Senti vontade de materializar as palavras pensadas. As palavras que eu queria dizer ou as palavras que eu digo a mim mesma. Resolvi então escrever. Talvez não com tanta perfeição, talvez eu não me expresse da maneira certa. Sempre parece que falta algo ou que poderia ser escrito de uma outra forma, sendo que essa forma eu desconheço. Hoje senti saudades, mas uma saudade estranha. Um sentimento tipo aquele que dá um aperto no peito, uma tristeza profunda, mas que curiosamente dura um pequeno espaço de tempo e logo se vai.

Pensar:

A única voz agora...
É esse sentimento
Vago em meu silêncio
Não afundarei mais nesse caos
Nem espalharei pranto
Só amarei e me machurei se preciso
Só esperarei...
Só murcharei de tanto amor!




quinta-feira, 7 de outubro de 2010

500 dias com ela

Esses dias assistir ao filme "500 dias com ela". Devo dizer que ele é um filme fofo, maravilhoso. Lindo demais.
Revelador também, por que não? Assistir, pensei, conclui. Talvez as coisas sempre estão para acontecer na hora e no momento certo. Uma tal "coincidência" ou mesmo "destino". De certa forma acredito que há de existir alguma força que está longe de nosso entendimento. Talvez não tenha sido por acaso eu ter assistido a este filme e ter dado conta dessas conclusões que tirei. Talvez eu também não esteja escrevendo este texto por acaso. Talvez isso me conforta de alguma maneira. Talvez acreditar que tudo nesta vida tem um porque, uma causa, uma consequência e no final, talvez, acreditar que realmente seremos felizes pelo que nós temos e conquistamos.Talvez. No filme o Tom esperava demais da Summer. E por este motivo ele ficou tão abalado ao ver que aquilo que ele esperava não deu certo. Há, assim como no filme, uma diferença entre a "expectativa" e a "realidade". Pode ser que tenhamos expectativas demais...
Mas sempre fica esta dúvida, quando será a nossa vez? Quando é que eu iremos nos "esbarrar" com aquela pessoa que eu viveremos pelo resto de nossas vidas...? No filme, ainda que tenha perdido um amor, Tom seguiu...meio trôpego, mas seguiu. Aprendeu também. Aprendeu que não se pode esperar demais daqueles que tem pouco a nos dar. Nem criar tantas expectativas em cima das pessoas. "Ninguém pode prometer nada", foi uma das frases da Summer. Não podemos esperar das pessoas aquilo que falta em nós.
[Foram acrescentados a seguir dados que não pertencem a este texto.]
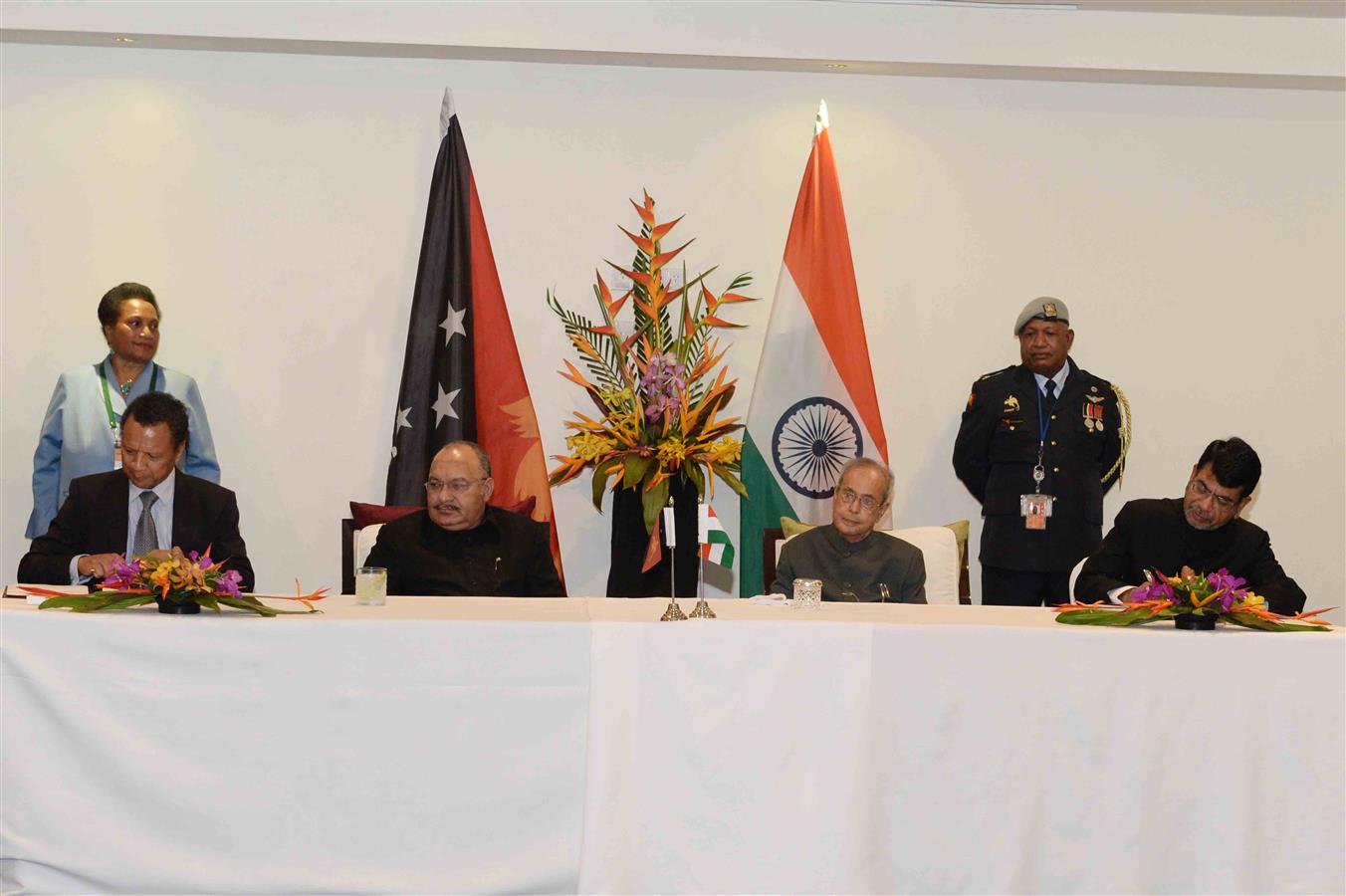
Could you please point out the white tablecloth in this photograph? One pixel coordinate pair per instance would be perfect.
(477, 744)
Se, ao acordar, posso escolher uma roupa,
posso escolher também o sentimento que vai vestir meu dia.
Se, no percurso, posso errar o caminho
posso também escolher a paisagem que vai vestir meus olhos.
A mesma articulação que tenho para reclamar,
tenho para agradecer.
E, se posso me adornar com a alegria,
não é a tristeza que eu vou tecer.
Marla de Queiroz

Pensar:

Tom: Você nunca quis ser a namorada de ninguém e agora é a esposa de alguém...
Summer: Me surpreendeu também.
Tom: Acho que nunca vou entender. Quer dizer, não faz sentido.
Summer: Só aconteceu.
Tom: É, mas é isso que não entendo. O que só aconteceu?
Summer: Só acordei um dia e soube.
Tom: Soube o quê?
Summer: O que eu nunca tive certeza com você.
Tom: Sabe o que é uma droga? Perceber que tudo em que você acredita é mentira, é uma droga.
Summer: O que quer dizer?Tom: Sabe, destino, almas gêmeas... Amor verdadeiro e todos aqueles contos infantis... Besteira, você estava certa, eu deveria ter escutado.
Summer: Não.
Tom: Sim, por que está sorrindo?
Summer: Tom... [...] Eu estava sentada numa doceria lendo Dorian Gray, um cara chega pra mim e me pergunta sobre o livro e agora ele é meu marido.
Tom: É, e daí?
Summer: E daí que... E se eu... tivesse ido ao cinema? Ou tivesse ido almoçar em outro lugar? E se tivesse chegado 10 minutos mais tarde? Era... era pra ser. E eu só ficava pensando... “Tom estava certo.”
Tom: Não...
Summer: Sim, eu pensei...
[...]
Summer: Só não era sobre mim que você estava certo.